SURIQ
If you use Docker's MCP Gateway to run the small tool programs that AI assistants call (the servers behind the Model Context Protocol, or MCP), a single malicious container image can do far more than misbehave inside its sandbox. It can break out of the container and take over the host. Docker disclosed the flaw on June 24 as GHSA-r2xf-7jw5-pjg6, tracked as CVE-2026-55887 and rated 8.7 out of 10. The Zero Day Initiative, whose researcher reported it, published its own writeup as ZDI-26-363 (it scores the flaw 8.6). The fix shipped in version 0.42.2. If you run the gateway, updating is this week's work, and the reason is worth understanding because it is the kind of trust mistake that will keep happening as AI tooling grows.

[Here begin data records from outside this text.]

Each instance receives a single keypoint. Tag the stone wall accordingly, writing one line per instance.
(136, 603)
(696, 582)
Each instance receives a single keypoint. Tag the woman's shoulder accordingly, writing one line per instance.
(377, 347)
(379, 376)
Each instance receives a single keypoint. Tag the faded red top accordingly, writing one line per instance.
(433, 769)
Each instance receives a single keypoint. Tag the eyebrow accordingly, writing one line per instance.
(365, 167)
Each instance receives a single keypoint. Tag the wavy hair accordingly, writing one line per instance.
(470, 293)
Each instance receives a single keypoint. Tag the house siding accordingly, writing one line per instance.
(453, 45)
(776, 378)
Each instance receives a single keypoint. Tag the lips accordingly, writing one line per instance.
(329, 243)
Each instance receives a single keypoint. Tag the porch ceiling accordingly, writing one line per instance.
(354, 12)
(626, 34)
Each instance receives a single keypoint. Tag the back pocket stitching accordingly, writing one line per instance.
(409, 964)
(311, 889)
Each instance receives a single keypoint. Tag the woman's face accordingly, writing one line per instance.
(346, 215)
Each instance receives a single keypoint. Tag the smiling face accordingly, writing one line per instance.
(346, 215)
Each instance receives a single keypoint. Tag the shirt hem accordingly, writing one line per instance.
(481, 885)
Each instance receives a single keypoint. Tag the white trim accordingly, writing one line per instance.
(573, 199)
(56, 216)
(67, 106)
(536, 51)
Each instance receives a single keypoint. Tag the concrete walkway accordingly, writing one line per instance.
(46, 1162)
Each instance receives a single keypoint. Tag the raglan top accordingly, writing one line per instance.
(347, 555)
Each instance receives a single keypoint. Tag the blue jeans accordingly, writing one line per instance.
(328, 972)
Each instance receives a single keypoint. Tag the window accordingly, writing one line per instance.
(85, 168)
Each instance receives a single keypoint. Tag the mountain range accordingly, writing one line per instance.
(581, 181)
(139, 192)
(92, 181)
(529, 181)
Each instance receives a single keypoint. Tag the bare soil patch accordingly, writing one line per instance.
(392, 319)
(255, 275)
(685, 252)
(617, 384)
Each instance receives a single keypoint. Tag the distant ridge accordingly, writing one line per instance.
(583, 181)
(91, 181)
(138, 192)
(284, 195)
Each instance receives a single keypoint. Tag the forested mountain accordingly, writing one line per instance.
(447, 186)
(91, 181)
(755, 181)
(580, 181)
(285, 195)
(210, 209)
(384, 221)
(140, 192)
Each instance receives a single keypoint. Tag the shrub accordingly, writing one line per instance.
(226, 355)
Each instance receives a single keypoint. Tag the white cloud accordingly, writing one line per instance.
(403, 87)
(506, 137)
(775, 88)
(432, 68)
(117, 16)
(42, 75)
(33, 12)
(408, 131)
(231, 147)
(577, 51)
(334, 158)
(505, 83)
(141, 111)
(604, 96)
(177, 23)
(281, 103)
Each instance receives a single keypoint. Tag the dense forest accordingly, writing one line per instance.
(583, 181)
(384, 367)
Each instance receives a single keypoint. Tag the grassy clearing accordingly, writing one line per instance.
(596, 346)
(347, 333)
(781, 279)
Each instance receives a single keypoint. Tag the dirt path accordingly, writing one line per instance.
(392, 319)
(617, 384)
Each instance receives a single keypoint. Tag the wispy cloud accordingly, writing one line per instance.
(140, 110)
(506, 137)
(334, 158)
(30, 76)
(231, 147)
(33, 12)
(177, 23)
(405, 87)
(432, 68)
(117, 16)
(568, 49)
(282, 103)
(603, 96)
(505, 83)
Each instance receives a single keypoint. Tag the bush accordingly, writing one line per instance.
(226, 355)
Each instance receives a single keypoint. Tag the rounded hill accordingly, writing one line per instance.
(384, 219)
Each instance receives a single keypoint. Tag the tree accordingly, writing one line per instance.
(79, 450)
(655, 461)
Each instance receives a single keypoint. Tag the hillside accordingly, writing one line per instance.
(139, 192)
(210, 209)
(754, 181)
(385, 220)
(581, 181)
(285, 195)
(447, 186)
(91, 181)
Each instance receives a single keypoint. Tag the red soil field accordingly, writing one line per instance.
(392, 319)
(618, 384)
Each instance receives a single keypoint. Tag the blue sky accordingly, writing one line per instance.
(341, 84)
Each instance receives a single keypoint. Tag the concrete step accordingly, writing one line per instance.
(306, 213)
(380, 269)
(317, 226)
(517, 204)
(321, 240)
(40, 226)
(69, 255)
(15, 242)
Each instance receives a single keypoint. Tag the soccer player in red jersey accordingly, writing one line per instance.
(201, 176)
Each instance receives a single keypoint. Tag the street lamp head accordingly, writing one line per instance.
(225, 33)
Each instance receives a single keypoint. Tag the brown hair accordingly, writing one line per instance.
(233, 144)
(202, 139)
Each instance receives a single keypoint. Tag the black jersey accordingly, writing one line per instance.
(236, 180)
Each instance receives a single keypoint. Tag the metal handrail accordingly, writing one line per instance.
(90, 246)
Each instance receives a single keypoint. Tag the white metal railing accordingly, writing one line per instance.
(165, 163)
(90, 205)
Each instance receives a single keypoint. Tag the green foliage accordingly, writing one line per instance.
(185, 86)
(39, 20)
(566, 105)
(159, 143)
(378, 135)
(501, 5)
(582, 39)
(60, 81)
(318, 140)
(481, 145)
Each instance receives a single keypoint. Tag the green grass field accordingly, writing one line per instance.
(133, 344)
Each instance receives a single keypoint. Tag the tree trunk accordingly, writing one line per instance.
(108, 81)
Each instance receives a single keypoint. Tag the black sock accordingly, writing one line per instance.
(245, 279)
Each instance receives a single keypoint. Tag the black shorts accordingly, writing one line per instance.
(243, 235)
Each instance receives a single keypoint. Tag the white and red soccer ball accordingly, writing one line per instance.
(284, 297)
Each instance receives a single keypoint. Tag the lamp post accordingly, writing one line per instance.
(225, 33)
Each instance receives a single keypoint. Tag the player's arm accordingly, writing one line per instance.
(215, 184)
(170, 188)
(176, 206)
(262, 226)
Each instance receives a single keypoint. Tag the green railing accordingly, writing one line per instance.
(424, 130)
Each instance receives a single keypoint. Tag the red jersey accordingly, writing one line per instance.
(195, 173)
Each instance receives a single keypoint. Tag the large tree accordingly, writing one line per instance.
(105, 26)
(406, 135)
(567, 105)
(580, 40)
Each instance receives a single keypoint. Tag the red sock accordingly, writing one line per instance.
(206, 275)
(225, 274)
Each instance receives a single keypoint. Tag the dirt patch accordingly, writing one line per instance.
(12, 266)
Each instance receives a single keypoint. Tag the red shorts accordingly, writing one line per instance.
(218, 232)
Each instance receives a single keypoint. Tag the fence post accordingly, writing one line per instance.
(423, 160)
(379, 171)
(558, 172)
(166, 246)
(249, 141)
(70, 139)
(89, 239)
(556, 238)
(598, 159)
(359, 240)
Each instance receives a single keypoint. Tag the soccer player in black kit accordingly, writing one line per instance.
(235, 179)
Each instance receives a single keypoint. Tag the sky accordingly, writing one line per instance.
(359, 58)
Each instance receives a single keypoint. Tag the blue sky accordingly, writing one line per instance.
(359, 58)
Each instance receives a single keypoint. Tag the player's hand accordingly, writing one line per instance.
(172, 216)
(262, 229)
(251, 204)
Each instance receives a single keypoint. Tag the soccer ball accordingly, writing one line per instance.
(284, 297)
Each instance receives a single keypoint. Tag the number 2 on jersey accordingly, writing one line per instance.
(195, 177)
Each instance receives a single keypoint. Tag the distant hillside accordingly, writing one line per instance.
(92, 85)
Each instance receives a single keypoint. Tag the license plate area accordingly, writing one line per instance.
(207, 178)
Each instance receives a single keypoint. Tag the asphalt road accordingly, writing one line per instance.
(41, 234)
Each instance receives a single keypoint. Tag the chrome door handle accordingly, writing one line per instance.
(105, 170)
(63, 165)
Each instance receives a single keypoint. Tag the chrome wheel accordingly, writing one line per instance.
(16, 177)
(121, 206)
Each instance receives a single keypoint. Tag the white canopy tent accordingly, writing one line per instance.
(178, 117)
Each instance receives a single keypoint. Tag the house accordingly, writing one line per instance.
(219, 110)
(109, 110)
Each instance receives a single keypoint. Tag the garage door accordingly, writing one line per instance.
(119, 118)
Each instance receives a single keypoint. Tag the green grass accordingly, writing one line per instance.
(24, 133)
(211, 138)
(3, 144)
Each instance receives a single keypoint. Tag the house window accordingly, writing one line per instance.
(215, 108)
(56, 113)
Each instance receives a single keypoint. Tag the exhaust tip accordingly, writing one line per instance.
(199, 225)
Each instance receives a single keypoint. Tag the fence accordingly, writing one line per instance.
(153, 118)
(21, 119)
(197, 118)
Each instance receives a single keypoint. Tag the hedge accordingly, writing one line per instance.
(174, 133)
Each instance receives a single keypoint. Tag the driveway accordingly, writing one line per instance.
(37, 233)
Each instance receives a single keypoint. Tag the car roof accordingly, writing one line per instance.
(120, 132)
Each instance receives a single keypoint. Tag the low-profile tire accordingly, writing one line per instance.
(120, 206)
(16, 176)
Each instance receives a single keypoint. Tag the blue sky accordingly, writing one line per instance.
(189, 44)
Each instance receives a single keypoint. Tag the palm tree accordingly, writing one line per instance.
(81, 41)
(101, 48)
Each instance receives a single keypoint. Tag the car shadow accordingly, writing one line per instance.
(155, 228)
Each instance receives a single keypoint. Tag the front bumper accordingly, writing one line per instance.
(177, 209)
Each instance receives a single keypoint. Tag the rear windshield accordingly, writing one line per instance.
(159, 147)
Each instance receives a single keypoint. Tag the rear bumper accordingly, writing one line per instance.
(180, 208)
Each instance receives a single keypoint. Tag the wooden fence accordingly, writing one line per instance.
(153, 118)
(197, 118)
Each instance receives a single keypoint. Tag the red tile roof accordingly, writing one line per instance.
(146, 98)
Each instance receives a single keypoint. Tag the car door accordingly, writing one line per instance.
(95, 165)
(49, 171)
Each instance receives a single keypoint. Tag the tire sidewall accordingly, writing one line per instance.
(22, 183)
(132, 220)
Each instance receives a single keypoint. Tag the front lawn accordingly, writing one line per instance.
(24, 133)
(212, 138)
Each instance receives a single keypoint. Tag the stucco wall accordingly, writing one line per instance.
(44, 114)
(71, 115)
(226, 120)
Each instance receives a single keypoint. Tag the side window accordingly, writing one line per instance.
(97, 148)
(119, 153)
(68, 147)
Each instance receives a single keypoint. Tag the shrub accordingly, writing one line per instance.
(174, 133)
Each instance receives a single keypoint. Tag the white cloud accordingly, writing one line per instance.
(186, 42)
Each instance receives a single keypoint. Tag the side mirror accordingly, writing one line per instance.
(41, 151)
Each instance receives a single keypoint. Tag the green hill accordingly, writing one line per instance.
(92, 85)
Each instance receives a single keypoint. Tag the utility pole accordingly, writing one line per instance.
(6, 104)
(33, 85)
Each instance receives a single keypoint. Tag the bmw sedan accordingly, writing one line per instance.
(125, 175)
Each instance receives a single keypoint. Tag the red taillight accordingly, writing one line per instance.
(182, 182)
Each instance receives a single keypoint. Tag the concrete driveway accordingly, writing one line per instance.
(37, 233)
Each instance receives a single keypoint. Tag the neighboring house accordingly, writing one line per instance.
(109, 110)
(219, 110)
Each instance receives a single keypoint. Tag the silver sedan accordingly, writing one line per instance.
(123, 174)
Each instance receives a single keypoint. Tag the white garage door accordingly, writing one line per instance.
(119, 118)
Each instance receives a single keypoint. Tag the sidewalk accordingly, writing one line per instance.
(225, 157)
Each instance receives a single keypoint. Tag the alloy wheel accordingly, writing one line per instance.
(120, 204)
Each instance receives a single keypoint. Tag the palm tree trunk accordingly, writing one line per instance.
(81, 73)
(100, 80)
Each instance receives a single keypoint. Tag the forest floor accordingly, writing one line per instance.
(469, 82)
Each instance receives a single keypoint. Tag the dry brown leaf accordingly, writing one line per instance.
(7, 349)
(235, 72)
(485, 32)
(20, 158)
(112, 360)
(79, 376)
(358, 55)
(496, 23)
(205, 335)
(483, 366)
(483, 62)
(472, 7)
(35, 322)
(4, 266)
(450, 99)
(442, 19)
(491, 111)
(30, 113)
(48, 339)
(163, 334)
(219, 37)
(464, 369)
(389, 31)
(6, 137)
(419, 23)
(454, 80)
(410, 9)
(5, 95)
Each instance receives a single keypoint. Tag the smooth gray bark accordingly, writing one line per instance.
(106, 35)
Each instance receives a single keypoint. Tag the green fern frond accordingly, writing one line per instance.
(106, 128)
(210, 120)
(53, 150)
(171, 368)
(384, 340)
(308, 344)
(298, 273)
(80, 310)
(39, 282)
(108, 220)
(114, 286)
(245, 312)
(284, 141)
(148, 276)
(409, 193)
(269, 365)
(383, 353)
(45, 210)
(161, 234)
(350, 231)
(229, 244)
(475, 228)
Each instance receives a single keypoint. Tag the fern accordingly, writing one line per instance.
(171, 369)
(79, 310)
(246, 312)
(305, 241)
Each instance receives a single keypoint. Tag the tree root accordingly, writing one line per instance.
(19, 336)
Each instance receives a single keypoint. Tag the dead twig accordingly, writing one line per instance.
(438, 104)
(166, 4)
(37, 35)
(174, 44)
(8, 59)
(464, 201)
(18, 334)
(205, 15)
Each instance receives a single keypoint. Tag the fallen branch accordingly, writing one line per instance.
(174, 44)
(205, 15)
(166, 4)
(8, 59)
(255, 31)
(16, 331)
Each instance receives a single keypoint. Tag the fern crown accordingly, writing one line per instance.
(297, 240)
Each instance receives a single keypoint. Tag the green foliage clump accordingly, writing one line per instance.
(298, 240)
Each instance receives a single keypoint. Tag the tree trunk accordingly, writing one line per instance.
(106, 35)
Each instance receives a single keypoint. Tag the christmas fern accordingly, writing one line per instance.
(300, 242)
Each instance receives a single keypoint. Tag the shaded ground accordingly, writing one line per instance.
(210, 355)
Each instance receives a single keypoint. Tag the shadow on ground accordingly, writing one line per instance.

What the MCP Gateway is, and why this reaches the host
Docker's MCP Gateway is the docker mcp command-line plugin, and the MCP Toolkit is built on top of it. It is how a growing number of teams run MCP servers: the small tool programs an AI assistant calls to read files, query a database, or hit an API. Each server runs in its own container, and the gateway is the thing that decides how to launch each one. To make those decisions, it reads metadata that the image carries with it.
That last part is the soft spot. A container is supposed to be a boundary, and the host is supposed to be in charge of how a container starts. Here, the image got to influence how the host launched it.
The bug: a label that turns into command-line arguments
Every OCI image (the standard format Docker images use) can carry labels, which are simple metadata strings baked into the image by whoever built it. The gateway read one specific label, io.docker.server.metadata, and parsed it as YAML. Per Docker's advisory, that parsed data was loaded straight into the structure the gateway uses to launch a server, and crucially that structure included fields the runtime obeys: which volumes to mount, which user to run as, what command to run, and which extra hosts to add. Those values then flowed into the docker run invocation with nothing checking them along the way.
In plain terms: the settings that decide what a container can mount, which user it runs as, and what it executes were lifted from a string an attacker controls and handed to the command that starts the container. So a hostile image author can set that label so the host mounts its entire filesystem into the container and runs it as the root user. From there, code in the container is code on the host, running as root. Docker classifies it as CWE-88, argument injection, and ZDI describes the root cause as a user-controlled string reaching a system-call argument without being validated first.
The CVE record is blunt about the payoff: an attacker whose image a victim references can mount the host's filesystem, run as user ID zero, and execute code of their choosing on the host itself.
What it takes to be hit
This is not a worm. The CVSS breakdown records that user interaction is required and that the attack is delivered locally rather than over the network. The trigger is the victim referencing the malicious image: either pointing the gateway at it directly through a docker:// reference, or having a catalog that pulls a snapshot from it. No password is needed on the attacker's side, and no prompt warns the victim, because to the gateway this looks like a normal image with normal metadata.
The exposed versions are 0.21.0 through 0.42.1. If your gateway falls in that range and it ever launches a server image you did not build yourself, you are in scope. As MCP catalogs grow and people pull tool servers the way they pull npm packages, "an image someone else built" stops being an edge case and becomes the normal case.
What to do this week
Three things, in order:
-
Update the gateway to 0.42.2 or later. In the patched build the parser reads only the descriptive parts of the label and ignores anything that would set runtime options, so the metadata can no longer steer
docker run. This is the real fix; everything else is containment. -
Treat MCP server images like any third-party dependency. Run servers only from images you trust or have reviewed, and be deliberate about what catalogs your gateway is allowed to pull from. The supply-chain question (who built this image, and why do I trust it) is the same one you already ask of packages and base images.
-
Hunt for the outcome, not just the version. The signature of exploitation is a container doing something a tool server never should: running as root, bind-mounting the host root (
/), or mounting the Docker socket (/var/run/docker.sock). Audit running and recent containers on any host that runs the gateway for those mounts and that user, and alert on them going forward. A host that flags any container mounting the host filesystem or the Docker socket it was not meant to touch will catch this class of escape even when the specific bug is new.
The pattern worth remembering
The interesting thing here is not one parser bug. It is that the boundary failed in the direction nobody was watching. Everyone treats the container as the thing to be contained; almost nobody treats the image's metadata as untrusted input that can reach back and reconfigure the host. AI tooling is now generating exactly this shape of risk at speed: agents pulling and running tool servers, catalogs aggregating images from many authors, and convenience layers that read "helpful" metadata to set things up automatically. Each one is a place where data from an outside author quietly becomes a decision the host makes. The fix in 0.42.2 closes this instance. The habit it should leave you with is to ask, of every new AI integration, which strings it trusts and what those strings are allowed to control.